Resampling, Nonparametric, and Robust Methods
Fall 2026 · UA Little Rock

Source basis. Original instructor-authored notes; all data on this site is synthetic and instructor-generated. Open textbooks are used as conceptual companions by section title only (map-don’t-mine) — no prose, figures, examples, or exercises are copied. See Open readings & attribution. Public notes are ungraded; Blackboard is authoritative for graded work, due dates, and grades.
What this course is about
Most statistics courses begin with a comfortable set of models — normal distributions, equal variances, straight-line regression, the t-test, ANOVA, large-sample formulas. Those tools are genuinely useful. But real data are often skewed, heavy-tailed, ordinal, small-sample, contaminated by outliers, or shaped by a design where randomization matters more than a distributional formula.
This course asks a different opening question:
What can we responsibly infer from data when the usual assumptions are shaky, hard to justify, or beside the point?
We treat resampling, ranks, robustness, and simulation not as a box of backup tests to reach for after a normality test fails, but as core statistical ideas. You will see how methods behave, name what each one still assumes, choose a method for a purpose, and report results without overselling them.
How the site is organized
- Notes — one page per week. Each leads with a picture and a worked example, develops the idea in plain language with live-text math, and ends by connecting the method to a data-structure decision. Fifteen weeks, Week 1 → Week 15.
- Labs — short, self-contained resampling/robustness activities you can run in R or Posit Cloud. Public, ungraded exemplars that connect method logic to computation.
- Resources — software setup, a cross-cutting method-comparison guide, a notation glossary, applied-project guidance, and the open-reading list.
The habit the course builds
Every topic runs the same loop, on purpose:
formula → simulation → output → interpretation → method choice.

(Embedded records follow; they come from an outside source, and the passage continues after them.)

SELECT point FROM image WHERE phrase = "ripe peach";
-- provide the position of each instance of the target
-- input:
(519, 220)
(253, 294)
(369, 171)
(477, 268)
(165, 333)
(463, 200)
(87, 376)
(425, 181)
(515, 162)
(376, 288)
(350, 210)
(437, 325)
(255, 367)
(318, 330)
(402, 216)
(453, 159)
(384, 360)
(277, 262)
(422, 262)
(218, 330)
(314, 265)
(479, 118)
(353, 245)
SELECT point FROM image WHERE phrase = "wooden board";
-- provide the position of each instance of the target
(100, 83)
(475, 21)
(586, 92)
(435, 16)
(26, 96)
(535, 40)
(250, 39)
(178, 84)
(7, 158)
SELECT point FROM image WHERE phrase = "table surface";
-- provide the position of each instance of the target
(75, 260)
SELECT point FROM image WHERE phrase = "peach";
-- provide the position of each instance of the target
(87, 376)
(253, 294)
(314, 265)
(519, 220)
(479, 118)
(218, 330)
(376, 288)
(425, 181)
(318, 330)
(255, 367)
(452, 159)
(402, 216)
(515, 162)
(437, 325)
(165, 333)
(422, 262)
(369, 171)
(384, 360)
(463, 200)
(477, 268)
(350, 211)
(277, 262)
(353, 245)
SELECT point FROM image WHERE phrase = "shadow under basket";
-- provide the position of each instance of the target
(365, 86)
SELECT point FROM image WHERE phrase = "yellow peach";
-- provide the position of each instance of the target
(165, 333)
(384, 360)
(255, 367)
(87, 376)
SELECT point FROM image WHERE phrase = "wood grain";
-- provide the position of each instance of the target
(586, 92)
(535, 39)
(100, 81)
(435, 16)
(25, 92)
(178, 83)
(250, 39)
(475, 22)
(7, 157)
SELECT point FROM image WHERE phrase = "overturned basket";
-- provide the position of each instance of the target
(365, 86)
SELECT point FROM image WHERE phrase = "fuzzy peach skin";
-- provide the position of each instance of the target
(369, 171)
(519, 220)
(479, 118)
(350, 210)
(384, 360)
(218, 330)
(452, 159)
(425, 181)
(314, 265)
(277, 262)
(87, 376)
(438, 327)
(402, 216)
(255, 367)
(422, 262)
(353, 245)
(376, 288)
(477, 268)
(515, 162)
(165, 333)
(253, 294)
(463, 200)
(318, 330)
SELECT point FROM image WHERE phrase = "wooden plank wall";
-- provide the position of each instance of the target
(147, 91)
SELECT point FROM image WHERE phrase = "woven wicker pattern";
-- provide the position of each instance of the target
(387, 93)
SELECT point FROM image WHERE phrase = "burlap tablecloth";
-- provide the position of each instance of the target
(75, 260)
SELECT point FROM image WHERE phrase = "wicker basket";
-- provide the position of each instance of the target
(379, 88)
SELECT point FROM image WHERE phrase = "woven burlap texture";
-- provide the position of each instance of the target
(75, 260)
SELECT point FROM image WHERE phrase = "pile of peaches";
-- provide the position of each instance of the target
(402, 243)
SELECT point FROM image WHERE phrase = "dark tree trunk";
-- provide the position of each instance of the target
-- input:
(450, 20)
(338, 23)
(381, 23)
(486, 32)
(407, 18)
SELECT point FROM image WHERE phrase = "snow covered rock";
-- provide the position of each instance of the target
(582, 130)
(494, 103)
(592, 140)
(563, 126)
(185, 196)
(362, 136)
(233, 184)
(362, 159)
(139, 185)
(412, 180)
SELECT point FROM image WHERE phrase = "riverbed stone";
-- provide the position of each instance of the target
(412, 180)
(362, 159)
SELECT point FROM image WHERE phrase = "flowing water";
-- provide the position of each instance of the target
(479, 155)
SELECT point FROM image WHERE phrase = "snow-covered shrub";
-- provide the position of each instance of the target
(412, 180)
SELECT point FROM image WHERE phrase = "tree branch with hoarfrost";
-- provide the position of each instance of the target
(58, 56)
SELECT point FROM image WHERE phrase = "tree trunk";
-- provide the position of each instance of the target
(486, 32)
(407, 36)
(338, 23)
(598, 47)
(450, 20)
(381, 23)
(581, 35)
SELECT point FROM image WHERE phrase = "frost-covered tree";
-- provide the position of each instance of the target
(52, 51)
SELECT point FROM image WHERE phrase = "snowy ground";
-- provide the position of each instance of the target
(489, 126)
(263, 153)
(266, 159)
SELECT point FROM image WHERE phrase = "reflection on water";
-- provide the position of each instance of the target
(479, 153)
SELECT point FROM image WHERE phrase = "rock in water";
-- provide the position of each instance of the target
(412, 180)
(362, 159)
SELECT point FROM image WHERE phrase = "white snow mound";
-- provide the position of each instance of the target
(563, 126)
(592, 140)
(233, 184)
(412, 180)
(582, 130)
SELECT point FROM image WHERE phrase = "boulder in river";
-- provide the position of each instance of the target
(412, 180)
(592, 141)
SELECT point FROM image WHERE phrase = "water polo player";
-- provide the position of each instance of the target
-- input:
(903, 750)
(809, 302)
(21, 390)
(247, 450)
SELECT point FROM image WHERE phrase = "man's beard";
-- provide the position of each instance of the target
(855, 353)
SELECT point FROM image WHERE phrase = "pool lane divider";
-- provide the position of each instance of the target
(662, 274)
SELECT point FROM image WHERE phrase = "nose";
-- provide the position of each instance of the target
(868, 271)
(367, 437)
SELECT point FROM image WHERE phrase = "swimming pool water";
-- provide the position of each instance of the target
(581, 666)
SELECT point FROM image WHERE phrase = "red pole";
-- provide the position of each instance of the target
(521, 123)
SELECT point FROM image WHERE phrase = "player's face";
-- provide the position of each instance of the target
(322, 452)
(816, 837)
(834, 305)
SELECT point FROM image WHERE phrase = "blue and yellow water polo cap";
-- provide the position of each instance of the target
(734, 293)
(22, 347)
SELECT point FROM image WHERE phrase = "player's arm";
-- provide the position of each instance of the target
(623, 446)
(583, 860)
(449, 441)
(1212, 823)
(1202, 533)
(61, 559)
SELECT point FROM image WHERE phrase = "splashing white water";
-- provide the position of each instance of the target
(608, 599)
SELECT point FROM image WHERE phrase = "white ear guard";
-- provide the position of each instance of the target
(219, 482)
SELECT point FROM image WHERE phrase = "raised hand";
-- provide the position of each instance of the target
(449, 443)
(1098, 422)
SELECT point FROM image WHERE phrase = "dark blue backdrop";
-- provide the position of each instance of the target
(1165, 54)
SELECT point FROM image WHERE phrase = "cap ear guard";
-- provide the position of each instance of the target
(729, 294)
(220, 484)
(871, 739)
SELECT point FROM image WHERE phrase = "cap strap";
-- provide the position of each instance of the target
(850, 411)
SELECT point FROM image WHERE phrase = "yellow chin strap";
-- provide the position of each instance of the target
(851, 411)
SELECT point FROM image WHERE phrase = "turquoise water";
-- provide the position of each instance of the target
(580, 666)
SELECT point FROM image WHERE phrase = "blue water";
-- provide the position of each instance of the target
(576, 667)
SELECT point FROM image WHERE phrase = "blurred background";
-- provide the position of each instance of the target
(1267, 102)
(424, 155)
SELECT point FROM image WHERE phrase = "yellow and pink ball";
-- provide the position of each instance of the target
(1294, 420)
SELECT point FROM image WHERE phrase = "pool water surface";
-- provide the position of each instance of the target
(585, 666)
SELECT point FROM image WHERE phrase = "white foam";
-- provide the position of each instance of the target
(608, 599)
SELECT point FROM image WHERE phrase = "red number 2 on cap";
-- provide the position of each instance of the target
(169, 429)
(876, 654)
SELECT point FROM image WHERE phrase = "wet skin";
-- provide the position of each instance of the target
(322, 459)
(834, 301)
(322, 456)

You will run simulations, build resampling procedures by hand and in code, compare a parametric and a nonparametric conclusion on the same data, explain a robustness tradeoff, and write a short report that ties the method you chose to the structure of the data in front of you.
A note on using AI
AI assistants are allowed as study aids, but resampling and nonparametric methods are unusually easy to explain wrong — by permuting the wrong thing, resampling rows when a dependence structure should be preserved, treating a bootstrap interval as assumption-free, or claiming a rank method has “no assumptions.” The syllabus asks for a short AI Use Note (Tool · Purpose · Verification) on graded work, and verification is the load-bearing line. These public notes are written to give you something concrete to verify against.
This is the public course site: notes, labs-as-material, and resources. Graded prompts, rubrics, point values, answer keys, and due dates live in Blackboard Ultra, which governs.